Вот они, гады! А я, блин, простой пскопский безлошадный лучник. Последний «Форестер» продал после развода. Ну ничего. Ничего. Ничего. Мы ещё повоюем на Чудском. Даже если не повоюем, то в летописи напишем, как же успешно воевали. Летописи пишут победители. Сейчас я вам задам жару.

Я изобразил пистолет, вытянул вперед указательный палец и как будто два раза стрельнул «Птышь! Птышь!», потом убрал руку и тихохонько сказал:

– Медвепуты, блин. Кто с мечом к нам придёт, того напоим, меч заберём и пропьём, блин. На том стояла, стоит и стоять будет земля русская. Вот так, – удовлетворенный сказанным, закончил я. В голове опять клюнуло, опять молотки и виброшлифовалки, но всё равно я был счастлив. Чу-уть-чуть. Совсем чуток. Ведь я изобразил выстрел в короля.
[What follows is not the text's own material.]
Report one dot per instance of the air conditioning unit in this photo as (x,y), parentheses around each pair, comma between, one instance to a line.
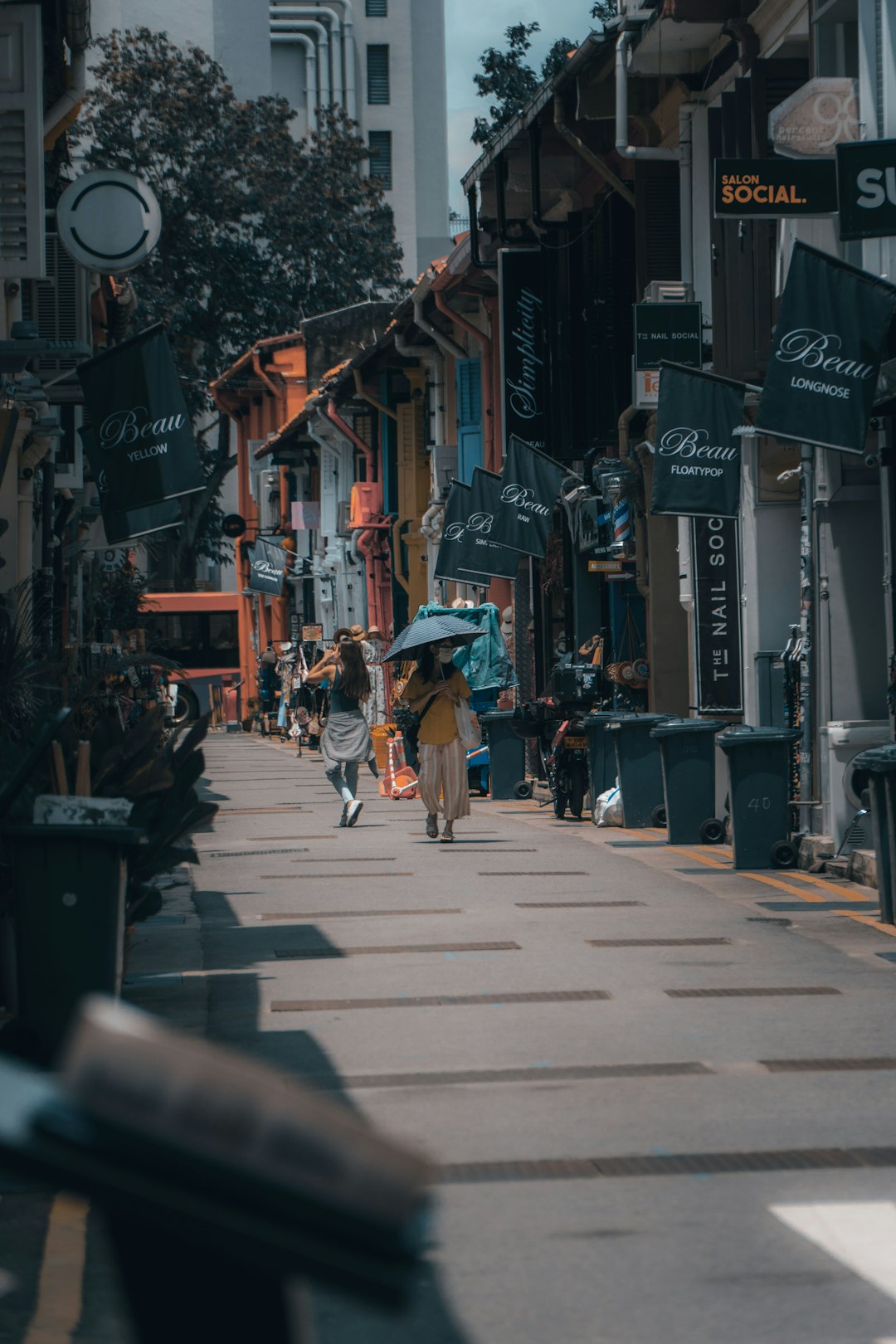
(841,780)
Вдогонку я ещё пару раз выстрелил из пальца… Кортеж проехал мимо. Аминь.

Новый Арбат опять опустел. Гайцы ждали отмашки, когда можно будет пускать автомобильную быдло-массу и общественный транспорт. Но быдло-масса не такая уж быдло-масса, какой её считают. Водители, которые ждут поворота на Новый Арбат с Поварской, начинают сигналить, мол, пускай уже нас, мусор, кровопийцы ведь уехали. Также сдают нервы у водил, задержанных другим гайцом на Никитском бульваре. Видимо, из Кремля дают добро на движение. И движение возобновляется. Новый Арбат снова гудит моторами. Снова родной запах выхлопных газов.

Я двинулся дальше, на время забыв про похмелье из-за этих «медвепутов». Пиная балду, я прошел Собачью площадку, церковь Симеона Столпника… Там в шестидесятые морскими свинками и попугайчиками торговали. Глянул я на золотые купола. Как давно я не бывал в церкви! Нет, Алиса определённо на меня повлияла… Я, блин, практически перестал посещать православные храмы. Вот раньше, бывало, зайду в церкву и, как заведённый, отчаянно бросаю кресты, бросаю кресты на все иконы подряд, свечки ставлю, хотелки озвучиваю, да желания для себя да для родных загадываю, прямо как Иванушка Дурачок. Обещаю Богу вести себя прилично, с печи слезать чаще, параллельно прошу новый мотор для печки (240 лошадиных сил мне хватит), и чтобы денег мне прислал к пятнице (хотя бы тысяч семьдесят). Взамен обещаю бросить пить, не ходить по бабам, не ругаться матом, блин, и всё такое. А сейчас ведь нету подобных желаниев бросать кресты, даже на моего личного святого Николая Чудотворца. Пропали хотелки-то. Нет веры. Нет надежды. Нет щастья. Есть тоска и внутренняя тяга к бунту.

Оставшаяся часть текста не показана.